Towards the end, despite the odd flashes of brilliance, it was obvious that, on a day-to-day level at least, Sonny Boy had lost it. But there are one or two engrossing curios from the end period. One is an album recorded in Copenhagen in 1963 and originally issued on Storyville. For a lot of this record Sonny Boy plays entirely unaccompanied, as he would have done on any number of street corners throughout the South in his youth, and it is fascinating to follow his eccentric, unpredictable train of musical thought. On that same Danish trip we can hear him, drunk and ebullient, jamming with Rahsaan Roland Kirk in a little club in Copenhagen, calling himself “Big Skol” and plucking a wild blues out of thin air recorded for posterity as “The Monkey Thing”. Then nearly two years later in 1965 there is the well-intentioned but fairly disastrous attempt by Giorgio Gomelsky (The Yardbirds manager at the time) to team Sonny Boy up with a jazz rhythm section – with a very young Jimmy Page along for the ride. It’s a hopeless failure but it’s worth a chuckle to hear these slick jazzers from the heart of Swinging London trying to follow what was left of Sonny Boy. He died within weeks of the session and he went home specifically for the purpose. “We’re like elephants”, he is reported to have said, “we knows”. His last recording was made for the King Biscuit Flour radio show he had played regularly for many years prior to his European adventures. The story goes that none of his friends and contemporaries believed he had ever really been away. 

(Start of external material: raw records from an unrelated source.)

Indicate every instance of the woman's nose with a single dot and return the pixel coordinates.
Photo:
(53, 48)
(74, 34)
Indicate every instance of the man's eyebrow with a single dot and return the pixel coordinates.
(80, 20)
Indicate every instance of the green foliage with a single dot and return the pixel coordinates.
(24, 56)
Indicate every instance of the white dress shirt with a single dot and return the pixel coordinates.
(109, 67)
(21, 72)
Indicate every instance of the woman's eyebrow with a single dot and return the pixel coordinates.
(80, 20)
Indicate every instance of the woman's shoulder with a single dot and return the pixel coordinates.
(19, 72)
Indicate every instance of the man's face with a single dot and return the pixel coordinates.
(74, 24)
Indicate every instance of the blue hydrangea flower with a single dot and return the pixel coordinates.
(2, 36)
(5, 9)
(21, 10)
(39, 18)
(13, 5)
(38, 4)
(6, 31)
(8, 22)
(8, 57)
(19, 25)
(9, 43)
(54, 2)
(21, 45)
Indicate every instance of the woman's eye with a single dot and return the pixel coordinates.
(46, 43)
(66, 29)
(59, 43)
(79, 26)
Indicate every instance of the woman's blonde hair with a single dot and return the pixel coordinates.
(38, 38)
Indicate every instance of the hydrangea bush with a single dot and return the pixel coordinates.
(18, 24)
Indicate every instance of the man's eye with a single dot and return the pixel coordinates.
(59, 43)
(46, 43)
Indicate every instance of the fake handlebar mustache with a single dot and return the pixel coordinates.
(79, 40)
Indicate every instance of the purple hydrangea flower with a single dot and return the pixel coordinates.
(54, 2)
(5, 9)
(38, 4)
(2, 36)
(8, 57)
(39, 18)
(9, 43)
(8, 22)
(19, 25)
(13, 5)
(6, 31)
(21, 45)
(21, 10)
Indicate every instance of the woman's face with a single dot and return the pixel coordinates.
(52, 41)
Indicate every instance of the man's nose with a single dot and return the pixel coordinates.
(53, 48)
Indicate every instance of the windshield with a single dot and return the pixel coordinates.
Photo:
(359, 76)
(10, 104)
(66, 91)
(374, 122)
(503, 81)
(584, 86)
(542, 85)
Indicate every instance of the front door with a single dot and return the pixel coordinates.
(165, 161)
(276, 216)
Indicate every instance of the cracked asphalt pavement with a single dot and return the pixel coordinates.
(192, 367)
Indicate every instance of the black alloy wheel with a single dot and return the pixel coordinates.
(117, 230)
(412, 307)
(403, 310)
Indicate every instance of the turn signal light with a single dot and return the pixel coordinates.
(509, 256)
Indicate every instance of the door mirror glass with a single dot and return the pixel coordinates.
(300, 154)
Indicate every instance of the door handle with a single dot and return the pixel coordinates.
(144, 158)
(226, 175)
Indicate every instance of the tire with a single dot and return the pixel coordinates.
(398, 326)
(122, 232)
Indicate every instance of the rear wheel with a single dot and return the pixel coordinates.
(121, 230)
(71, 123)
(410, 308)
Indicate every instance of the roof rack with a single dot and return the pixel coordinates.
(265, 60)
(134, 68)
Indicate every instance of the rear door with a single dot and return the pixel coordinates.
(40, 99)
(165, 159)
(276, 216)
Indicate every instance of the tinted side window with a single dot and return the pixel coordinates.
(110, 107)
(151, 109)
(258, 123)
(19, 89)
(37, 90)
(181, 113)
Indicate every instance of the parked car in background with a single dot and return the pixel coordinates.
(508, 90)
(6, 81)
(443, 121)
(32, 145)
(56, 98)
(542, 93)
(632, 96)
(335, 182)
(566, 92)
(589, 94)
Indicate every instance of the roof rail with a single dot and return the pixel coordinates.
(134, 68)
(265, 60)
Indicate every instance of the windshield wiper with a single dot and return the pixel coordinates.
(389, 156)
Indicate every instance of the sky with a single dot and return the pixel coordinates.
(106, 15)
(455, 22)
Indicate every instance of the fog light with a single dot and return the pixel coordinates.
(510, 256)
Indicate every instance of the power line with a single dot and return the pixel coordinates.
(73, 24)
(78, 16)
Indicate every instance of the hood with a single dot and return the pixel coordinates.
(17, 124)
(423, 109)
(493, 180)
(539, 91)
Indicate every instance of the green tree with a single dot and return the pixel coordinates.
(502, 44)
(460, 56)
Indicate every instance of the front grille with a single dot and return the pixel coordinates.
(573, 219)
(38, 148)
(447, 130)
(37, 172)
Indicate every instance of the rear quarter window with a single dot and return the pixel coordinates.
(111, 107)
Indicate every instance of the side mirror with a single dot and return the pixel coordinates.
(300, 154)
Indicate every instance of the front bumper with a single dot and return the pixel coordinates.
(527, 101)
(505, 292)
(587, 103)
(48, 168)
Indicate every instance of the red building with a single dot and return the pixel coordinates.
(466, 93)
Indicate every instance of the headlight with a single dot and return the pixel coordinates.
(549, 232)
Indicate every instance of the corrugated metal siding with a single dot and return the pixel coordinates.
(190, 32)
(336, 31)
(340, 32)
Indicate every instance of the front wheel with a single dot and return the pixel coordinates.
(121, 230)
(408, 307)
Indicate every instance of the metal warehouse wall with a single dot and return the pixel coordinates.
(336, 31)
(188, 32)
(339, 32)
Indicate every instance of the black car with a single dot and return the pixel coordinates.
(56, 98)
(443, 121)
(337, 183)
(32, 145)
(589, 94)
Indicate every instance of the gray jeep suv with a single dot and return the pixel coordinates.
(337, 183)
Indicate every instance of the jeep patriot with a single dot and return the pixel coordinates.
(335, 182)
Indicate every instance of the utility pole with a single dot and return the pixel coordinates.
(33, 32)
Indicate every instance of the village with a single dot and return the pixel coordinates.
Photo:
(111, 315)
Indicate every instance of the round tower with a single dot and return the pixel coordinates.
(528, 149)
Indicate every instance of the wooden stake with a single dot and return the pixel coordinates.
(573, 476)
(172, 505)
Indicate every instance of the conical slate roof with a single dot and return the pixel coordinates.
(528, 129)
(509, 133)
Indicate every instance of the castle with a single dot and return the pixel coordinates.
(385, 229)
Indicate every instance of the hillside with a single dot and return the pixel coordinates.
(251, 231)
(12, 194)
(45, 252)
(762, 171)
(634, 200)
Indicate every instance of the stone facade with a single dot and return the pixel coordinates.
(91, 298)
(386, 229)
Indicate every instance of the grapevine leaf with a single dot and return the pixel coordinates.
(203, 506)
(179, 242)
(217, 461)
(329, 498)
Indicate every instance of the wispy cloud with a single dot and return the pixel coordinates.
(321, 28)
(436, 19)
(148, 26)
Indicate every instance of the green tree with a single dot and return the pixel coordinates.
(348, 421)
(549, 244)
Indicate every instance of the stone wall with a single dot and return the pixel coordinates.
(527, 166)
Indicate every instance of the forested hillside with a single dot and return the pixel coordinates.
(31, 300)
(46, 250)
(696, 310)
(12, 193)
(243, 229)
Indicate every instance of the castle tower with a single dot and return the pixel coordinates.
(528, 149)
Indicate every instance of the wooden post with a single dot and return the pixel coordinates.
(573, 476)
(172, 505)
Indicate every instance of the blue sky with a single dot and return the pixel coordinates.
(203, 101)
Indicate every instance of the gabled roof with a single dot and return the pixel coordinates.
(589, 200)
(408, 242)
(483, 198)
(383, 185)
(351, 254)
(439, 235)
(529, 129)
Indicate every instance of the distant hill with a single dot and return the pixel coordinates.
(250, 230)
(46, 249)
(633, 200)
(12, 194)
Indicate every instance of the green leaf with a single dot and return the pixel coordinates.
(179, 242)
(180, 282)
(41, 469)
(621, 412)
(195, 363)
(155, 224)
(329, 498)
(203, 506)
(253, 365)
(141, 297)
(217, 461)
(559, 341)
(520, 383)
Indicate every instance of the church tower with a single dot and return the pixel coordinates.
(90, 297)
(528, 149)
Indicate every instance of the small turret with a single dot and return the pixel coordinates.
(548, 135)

So what is left of Sonny Boy Williamson? A name that he stole from a younger musician (who had been murdered in 1947. Sonny Boy didn’t use the name while John Lee Williamson was alive)? An image of a bowler hat and a goatee beard – a tall, stooping, suspicious black man dressed in a harlequin business suit like a psychedelic stockbroker? What’s left, of course, are the recordings. They get cheaper and cheaper every year but don’t let that fool you. Cuts like “Born Blind”, “Like Wolf”, “Let Your Conscience Be Your Guide” may keep getting reissued and reissued on cheaper and cheaper foreign pirate cd’s but that doesn’t for one moment stop them from being the stuff. But far better to get the Chess Box, with all the out-takes and the hilariously obscene studio backchat. Get it, play it loud and play it all. Walk into walls smiling. Sonny Boy lives.